Kerberos is the only real option for securing an Hadoop cluster. When deploying custom services into a cluster with Kerberos enabled, authentication can quickly become a cross-cutting concern.

Kerberos Basics

First, a brief introduction to basic Kerberos mechanisms. In each realm there is a Key Distribution Centre (KDC) which issues different types of tickets. A KDC has two services: the Authentication Service (AS) and the Ticket Granting Service (TGS). There are two ticket types issued: Ticket Granting Tickets (TGT) and Service Tickets. Every KDC has a special user called krbtgt and a service key derived from the password for the krbtgt account; a TGT is actually just a service ticket for the krbtgt account, encrypted with the krbtgt service key. The KDC has all the symmetric keys for all services and users in its realm.

The end goal of a user requesting a Kerberised service is to be able to present a service ticket obtained from the Ticket Granting Service to the Kerberised service in order to authenticate itself, but it needs to get a TGT and a TGS session key from the Authentication Service first.

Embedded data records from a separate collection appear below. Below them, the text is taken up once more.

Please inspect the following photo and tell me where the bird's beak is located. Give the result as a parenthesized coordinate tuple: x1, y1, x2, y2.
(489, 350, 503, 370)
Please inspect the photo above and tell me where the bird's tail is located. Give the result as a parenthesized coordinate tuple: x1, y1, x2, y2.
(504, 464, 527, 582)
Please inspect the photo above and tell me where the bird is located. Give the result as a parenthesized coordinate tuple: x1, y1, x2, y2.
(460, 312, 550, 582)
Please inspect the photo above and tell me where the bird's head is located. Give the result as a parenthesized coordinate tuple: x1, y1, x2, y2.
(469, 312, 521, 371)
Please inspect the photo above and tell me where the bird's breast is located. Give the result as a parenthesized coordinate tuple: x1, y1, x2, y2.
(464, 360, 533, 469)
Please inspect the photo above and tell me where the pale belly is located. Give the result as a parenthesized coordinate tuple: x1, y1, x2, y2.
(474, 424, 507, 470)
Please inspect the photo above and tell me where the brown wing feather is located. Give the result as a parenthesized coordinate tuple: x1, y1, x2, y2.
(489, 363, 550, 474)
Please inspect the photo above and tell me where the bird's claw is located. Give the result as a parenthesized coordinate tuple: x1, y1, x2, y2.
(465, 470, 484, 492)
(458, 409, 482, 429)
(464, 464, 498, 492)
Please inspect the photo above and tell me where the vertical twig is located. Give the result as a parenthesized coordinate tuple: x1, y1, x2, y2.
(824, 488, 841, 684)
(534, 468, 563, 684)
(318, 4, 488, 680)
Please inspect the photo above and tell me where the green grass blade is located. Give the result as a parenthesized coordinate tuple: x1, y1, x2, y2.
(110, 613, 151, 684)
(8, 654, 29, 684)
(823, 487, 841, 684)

The sequence of requests and responses is as follows:

  1. REQ_AS: The Client requests an initial TGT from the KDC’s Authentication Service by passing its user key (the user key comes from a keytab file or a username and password). The presented key is checked against the client’s symmetric key (the KDC has this encrypted with its own service key).
  2. REP_AS: The Authentication Service issues a TGT which contains a TGS session key. The TGT has a lifetime and a renewable lifetime. Within the lifetime, the TGT can be cached and REQ_AS does not need to be made again: TGT lookup does not need to happen on each service request. The client creates an authenticator. The details of authenticator construction are too complicated to outline here. If a TGT is renewable, then only the TGS session key (not the TGT, which is large) need be refreshed periodically, and for each renewal the lifetime is reset.
  3. REQ_TGS: Now the client has a TGS session key, it can request a service ticket from the TGS. The client must know the service name, and have a TGS session key and an authenticator. If no TGS session key is found, REQ_AS must be reissued. REQ_TGS must be performed for each service (if you need to access Kafka as well as HBase, you would need to do REQ_TGS twice, once for Kafka and once for HBase, though your TGT and TGS session key are good for both).
  4. REP_TGS: The TGS has a local copy of the TGT associated with the TGS session key, which it checks against the authenticator and issues a service ticket. The service ticket is encrypted with the requested service’s symmetric key. Finally the user has a service ticket.
  5. REQ_APP: The client sends the service ticket to the service. The service decrypts the service ticket (it is encrypted by the TGS with the service’s symmetric key.)
  6. REP_APP (optional): The client can request mutual authentication, in which case the service will respond with another ticket.

UserGroupInformation API

Kerberos is quite simple in Java if you have access to JAAS. Some of the newer Hadoop ecosystem projects do use it (e.g. Kafka, Solr) but if you are using HBase or HDFS you need to use UserGroupInformation. The only part of the Kerberos mechanism pertinent for most use cases is TGT acquisition; UserGroupInformation will handle the rest.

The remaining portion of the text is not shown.